Vá lá! Não foi a Ordem da Liberdade
Para Marcelo Rebelo de Sousa, a atribuição de grã-cruz da Ordem do Infante D. Henrique ao antigo ministro do Ultramar de Salazar, Adriano Moreira, tratou-se de reparar uma «pequena grande omissão histórica» e interroga-se como foi possível escapar à inteligência e sagacidade dos seus antecessores a dimensão do galardoado de ontem.
Quando se referiu à inteligência e sagacidade dos antecessores só podia visar Cavaco Silva, em mais uma brilhante ironia, no que este PR é fértil, porque decerto lhe ocorreria que Ramalho Eanes, Mário Soares e Jorge Sampaio, fossem movidos por pudor.
Ontem, o conselheiro de Estado do CDS adicionou às 7 condecorações da ditadura e às duas da democracia, a 3.ª do regime com que se conformou.
Se foi pela inteligência, cultura e sagacidade foi uma venera merecida. O político longevo foi um professor respeitado e competente, sem precisar de quaisquer provas académicas, para além da sua licenciatura em direito. Bastaram-lhe os decretos.

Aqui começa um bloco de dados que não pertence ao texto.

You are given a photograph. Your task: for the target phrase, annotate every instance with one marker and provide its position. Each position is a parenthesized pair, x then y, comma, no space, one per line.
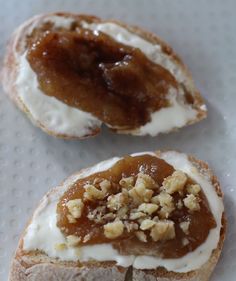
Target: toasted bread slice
(57,118)
(37,259)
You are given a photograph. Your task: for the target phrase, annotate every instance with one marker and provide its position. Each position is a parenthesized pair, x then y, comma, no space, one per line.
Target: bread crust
(16,47)
(37,266)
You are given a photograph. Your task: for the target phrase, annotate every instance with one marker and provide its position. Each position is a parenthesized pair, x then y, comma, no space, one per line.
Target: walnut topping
(127,182)
(148,208)
(179,204)
(130,226)
(71,219)
(114,229)
(115,202)
(175,182)
(136,205)
(165,200)
(92,193)
(60,246)
(146,181)
(122,213)
(136,215)
(75,208)
(185,226)
(141,236)
(73,240)
(163,230)
(140,194)
(193,189)
(105,186)
(185,241)
(147,224)
(191,202)
(87,237)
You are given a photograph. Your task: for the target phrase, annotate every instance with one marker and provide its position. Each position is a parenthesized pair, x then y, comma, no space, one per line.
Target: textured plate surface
(203,33)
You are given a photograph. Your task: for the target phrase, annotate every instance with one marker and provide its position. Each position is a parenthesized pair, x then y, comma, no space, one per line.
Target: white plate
(203,33)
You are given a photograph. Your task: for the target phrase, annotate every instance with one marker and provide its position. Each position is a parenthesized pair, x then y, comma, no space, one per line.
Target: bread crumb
(163,230)
(185,226)
(175,182)
(191,202)
(147,224)
(148,208)
(75,207)
(114,229)
(141,236)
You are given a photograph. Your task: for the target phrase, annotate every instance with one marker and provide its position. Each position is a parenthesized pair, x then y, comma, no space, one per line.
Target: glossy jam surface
(89,70)
(200,222)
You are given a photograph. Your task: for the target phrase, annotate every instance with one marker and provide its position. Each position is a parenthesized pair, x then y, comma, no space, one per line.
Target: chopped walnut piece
(131,226)
(191,202)
(141,236)
(145,180)
(185,226)
(73,240)
(127,182)
(60,246)
(135,196)
(75,208)
(87,237)
(140,193)
(105,186)
(136,215)
(115,202)
(165,200)
(114,229)
(175,182)
(193,189)
(71,219)
(163,230)
(122,212)
(147,224)
(185,241)
(92,193)
(179,204)
(148,208)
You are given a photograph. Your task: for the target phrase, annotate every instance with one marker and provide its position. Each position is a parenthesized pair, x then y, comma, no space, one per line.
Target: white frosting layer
(53,114)
(152,51)
(60,118)
(178,113)
(42,233)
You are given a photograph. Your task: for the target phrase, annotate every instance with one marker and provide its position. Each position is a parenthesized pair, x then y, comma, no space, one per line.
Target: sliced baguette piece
(61,120)
(37,265)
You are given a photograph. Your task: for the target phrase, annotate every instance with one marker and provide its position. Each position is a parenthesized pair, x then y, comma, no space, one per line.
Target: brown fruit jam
(178,202)
(90,71)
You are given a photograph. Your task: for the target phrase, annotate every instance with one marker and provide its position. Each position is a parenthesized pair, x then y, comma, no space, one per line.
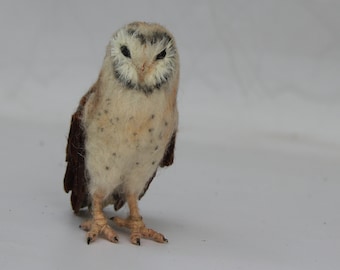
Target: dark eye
(125,51)
(161,55)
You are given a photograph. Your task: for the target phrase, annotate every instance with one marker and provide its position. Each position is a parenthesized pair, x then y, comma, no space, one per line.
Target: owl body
(126,124)
(127,135)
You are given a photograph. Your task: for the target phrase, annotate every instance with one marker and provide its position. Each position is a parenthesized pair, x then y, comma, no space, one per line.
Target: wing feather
(76,179)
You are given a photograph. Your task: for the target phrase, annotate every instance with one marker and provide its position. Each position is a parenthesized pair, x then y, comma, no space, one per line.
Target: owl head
(144,56)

A sua inteligência fez o resto.
Ainda hoje, aos 95 anos, é estimulante ler Adriano Moreira e refletir sobre o seu pensamento, mas 9 medalhas já eram peso suficiente para o peito de quem nunca repudiou o passado de subsecretário de Estado e de ministro do fascismo, presidiu ao CDS e se manteve militante do partido depois da sua expulsão da Internacional Democrata Cristã, por ser antieuropeísta e duvidosamente democrático.
Adriano Moreira, que em 2009 ainda considerava Salazar o maior estadista do século XX, foi o responsável pela violência e, certamente, pela utilização de meios condenáveis na repressão com que o exército de ocupação colonial respondeu à brutalidade dos atos terroristas, injustos e gratuitos, com que nacionalistas angolanos iniciaram a guerra de libertação de Angola.
A atribuição do mais alto grau da Ordem do Infante D. Henrique não pode deixar de trazer à memória, de quem a tem, que Adriano Moreira foi o ministro fascista que reativou o Campo do Tarrafal em 1961, Campo de Trabalho do Chão Bom, para prisioneiros oriundos das colónias. Ali foram degredados e torturados numerosos patriotas dos atuais PALOPs, incluindo o escritor luso-angolano, Luandino Vieira, nascido em Vila Nova de Ourém. Estava lá preso, há quatro anos, em 21 de maio de 1965, quando a Sociedade Portuguesa de Escritores lhe atribuiu o Grande Prémio de Novela pela sua obra Luuanda.
Devemos respeitar o homem, e não esquecer o fascista inteligente, culto e longevo de um país sem memória nem vergonha.
A venera, ontem outorgada, foi para reparar uma «pequena grande» omissão histórica, isto é, uma «média» omissão, mas pôs em ebulição a memória de quem não esquece a ditadura que serviu, sem manifestar arrependimento.